Par Serge Aimé BIKOI
Appartenant à toutes les catégories sociales, à toutes les ethnies et à toutes les confessions religieuses, ces femmes et filles du Cameroun se tiennent devant l’opinion publique nationale et internationale; déterminées à jouer un rôle fondamental dans la construction du pays qu’elles veulent. En l’état actuel, la gouvernance de l’État inflige aux citoyennes d’innombrables souffrances. Alors, que veulent les femmes et filles camerounaises de manière concrète dans la déclaration publique qu’elles ont lue au terme de cet événement ? Edith Kah Walla, la coordonnatrice nationale du mouvement Stand up for Cameroon répond :
“Les femmes ont articulé leur déclaration en trois différentes phases:
1. Ce qu’elles veulent du pouvoir politique au Cameroun, qui est déterminant. Elles disent qu’elles veulent essentiellement un pouvoir politique qui respecte les droits humains et, particulièrement, les droits des femmes.
2. Elles veulent un Cameroun, où le développement met fin à l’inflation galopante qui, chaque jour, assèche le panier de la ménagère ; favorise une croissance économique qui offre des emplois décents et des opportunités entrepreneuriales, particulièrement pour les femmes et les jeunes; transforme des secteurs clés tels que l’agriculture en pôles de prospérité et d’emplois décents.
3. Elles veulent un Cameroun où des femmes et filles sont des citoyennes égales, pleines et indépendantes, libres d’assurer leur bien-être personnel et leur épanouissement personnel”.

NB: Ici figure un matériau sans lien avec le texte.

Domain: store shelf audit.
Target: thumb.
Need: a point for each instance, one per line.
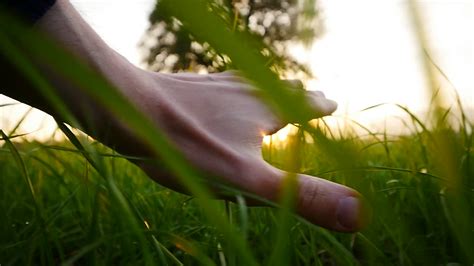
(320, 201)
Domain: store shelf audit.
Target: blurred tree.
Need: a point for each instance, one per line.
(169, 47)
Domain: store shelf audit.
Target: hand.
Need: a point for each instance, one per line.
(214, 120)
(218, 124)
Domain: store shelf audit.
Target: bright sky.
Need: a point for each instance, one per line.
(368, 55)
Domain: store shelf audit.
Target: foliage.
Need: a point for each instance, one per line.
(171, 47)
(85, 204)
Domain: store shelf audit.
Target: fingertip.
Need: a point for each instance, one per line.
(352, 213)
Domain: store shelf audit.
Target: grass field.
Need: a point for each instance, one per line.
(78, 203)
(56, 208)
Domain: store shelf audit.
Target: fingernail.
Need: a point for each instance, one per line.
(349, 213)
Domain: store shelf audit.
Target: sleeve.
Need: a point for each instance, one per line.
(29, 10)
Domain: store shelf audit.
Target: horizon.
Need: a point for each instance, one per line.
(357, 62)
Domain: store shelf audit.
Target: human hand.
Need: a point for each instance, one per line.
(218, 124)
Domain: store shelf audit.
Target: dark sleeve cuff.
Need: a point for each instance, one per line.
(29, 10)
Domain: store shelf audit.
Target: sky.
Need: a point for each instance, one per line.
(368, 54)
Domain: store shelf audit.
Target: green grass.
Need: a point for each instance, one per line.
(79, 203)
(57, 209)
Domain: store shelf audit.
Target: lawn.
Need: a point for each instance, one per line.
(76, 202)
(56, 208)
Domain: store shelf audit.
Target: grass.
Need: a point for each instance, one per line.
(64, 211)
(77, 202)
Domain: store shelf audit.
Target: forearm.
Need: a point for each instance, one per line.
(64, 25)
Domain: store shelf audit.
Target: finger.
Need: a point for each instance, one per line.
(320, 105)
(230, 75)
(320, 201)
(295, 83)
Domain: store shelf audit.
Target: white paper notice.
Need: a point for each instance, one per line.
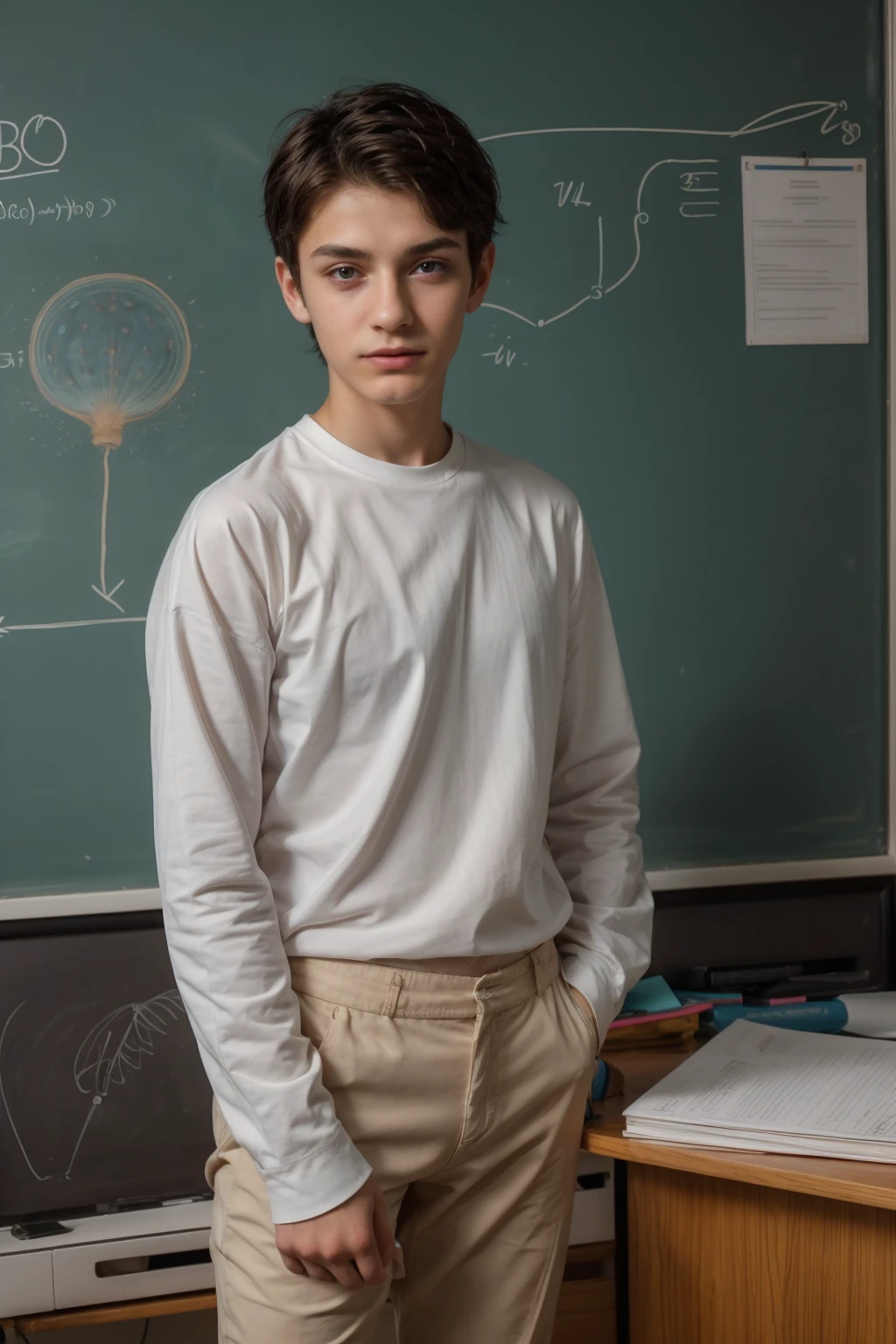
(805, 250)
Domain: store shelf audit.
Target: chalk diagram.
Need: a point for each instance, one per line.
(702, 193)
(116, 375)
(109, 350)
(113, 1047)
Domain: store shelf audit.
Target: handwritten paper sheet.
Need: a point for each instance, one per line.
(805, 250)
(767, 1088)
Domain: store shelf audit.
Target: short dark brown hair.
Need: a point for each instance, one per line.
(381, 135)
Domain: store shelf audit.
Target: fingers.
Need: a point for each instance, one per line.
(291, 1264)
(349, 1273)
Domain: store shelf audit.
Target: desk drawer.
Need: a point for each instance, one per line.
(141, 1266)
(25, 1283)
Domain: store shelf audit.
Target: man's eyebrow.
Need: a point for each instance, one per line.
(416, 250)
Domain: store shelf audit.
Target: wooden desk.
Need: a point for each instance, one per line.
(735, 1248)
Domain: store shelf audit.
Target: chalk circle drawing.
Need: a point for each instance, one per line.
(113, 1046)
(109, 350)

Des femmes et filles camerounaises parlent également de justice et exigent que l’on mette fin aux violences dont elles sont victimes. Tous les groupes de toutes les régions, de toutes les classes sociales ont mentionné les formes de violences comme un fléau dans la société.
“Nous voulons aussi avoir un accès équitable à l’éducation politique, sociale, économique et voulons avoir accès aux postes dans les sphères de prise de décisions afin de prendre des décisions qui impactent leur vie”,
ajoute Kah Walla.
Au cœur de cet événement ayant mobilisé des centaines de femmes et filles dans le siège des institutions de la République, l’Association de lutte contre les violences faites aux femmes(Alvf), qui a fait le diagnostic des discriminations sociale, politique, économique et culturelle dont elles sont victimes au quotidien. Elise Memong Meno, présidente nationale de l’Association de lutte contre les violences faites aux femmes, analyse l’état des besoins et desiderata de ses pairs et explique le bien-fondé de la déclaration publique commise à l’issue de ce rassemblement national des femmes.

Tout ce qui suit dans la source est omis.